Fired aircraft firm workers go from zoo to ministry to camp
The Jakarta Post, Jakarta
Thousands of dismissed workers of PT Dirgantara Indonesia (PT DI), a state-owned aerospace company in Bandung, West Java, have refused to go home, and say they will stay for another two days in Jakarta despite having little confidence that the Central Committee for the Settlement of Labor Disputes (P4P) will rule in their favor.
The chairman of the biggest trade union in the company, the SP FKK, Arief Winardi, said that the workers would stay in Jakarta until the central committee made a final ruling on the case on Thursday.

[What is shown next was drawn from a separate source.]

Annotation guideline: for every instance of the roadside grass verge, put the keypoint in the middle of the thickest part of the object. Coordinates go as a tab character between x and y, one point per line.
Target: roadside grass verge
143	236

"We won't go back home until we know for sure what is happening. We are waiting for the committee's decision, which we hope will be in our favor," he said after a hearing with the committee at the Ministry of Manpower and Transmigration Building here on Tuesday.
The demonstration by the workers at the ministry caused major congestion along Jl. Gatot Subroto as the workers marched from Ragunan Zoo, where they spent the night on Monday, to the ministry.
Lawyer Johnson Panjaitan, who accompanied the workers during the hearing, said that both the committee and the management should be aware that the protests could turn violent.
"The workers have decide to stay in town for another two days to wait for the central committee's decision as PT DI management failed to show up during the hearing. This means we have to wait here until Thursday," he said.
The central committee hearing, presided over by Sabar Sianturi, was adjourned until Thursday to wait for management explanations on the many issues raised by the workers during the hearing.
"We have to adjourn the hearing to give the management a chance to give their side of the story. If management fails to show up on Thursday, we will make an ex parte decision based on the employees' arguments," he said.
During the hearing, Arief and Johnson argued against the management's decision to lay off 6,600 of the 9,350 PT DI workers and subsequently to dismiss them, claiming the company's financial difficulties were caused by corruption, inefficiency and mismanagement.
"A month after the company's financial problems were exposed by the media in July, the labor union submitted a proposal to save the company and avoid any dismissals, but the management ignored this. Meanwhile, the president director was holding extravagant meetings in four-star hotels in Bandung trying to find a solution to the problems," said Arief.
The central committee's decision will not be final as, besides the possibility of it being vetoed by the manpower and transmigration minister, both sides to the dispute are allowed to appeal to the Supreme Court.
Lawyer Kemalsyah Siregar, who represented management during the hearing, was unable to give detailed information on the company's financial difficulties, and failed to produce the management's written directions ordering the layoffs and dismissals.
The workers' are not overly optimistic of winning their case as Law No. 13/2003 allows ailing companies to dismiss their workers.
The Indonesian Bank Restructuring Agency (IBRA) said it had disbursed US$50 million (Rp 43 billion) to PT DI to provide severance payments to the dismissed workers.
The workers have said that they will only accept the dismissals if twice the amount of severance pay required by Chapter 156 of Law No. 13/2003 was provided to them.
In July, the management of DI decided to lay off 9,670 employees as the company was suffering continuing financial difficulties, and was unable to pay its debts to local and overseas creditors, and the workers' monthly salaries.
The government then intervened by asking the state minister for state-owned enterprises and IBRA to help solve the company's financial difficulties.
The company, which was a pet project of former technology minister B.J. Habibie in the 1980s, was plunged into financial crisis after the fall of president Soeharto in 1998. Under Soeharto, the company was regarded as a matter of national pride.
DI received an initial capital injection of Rp 1.6 trillion when it was established in 1986. However, it was never economic and had to subsidized by the state throughout the 1990s.
The post-Habibie administrations came to the conclusion that the firm was a financial burden on the state.
The aircraft company produced the CN-235 and N-250, which were much touted during the Soeharto days as shining examples of the progress made by the Indonesian industrial sector.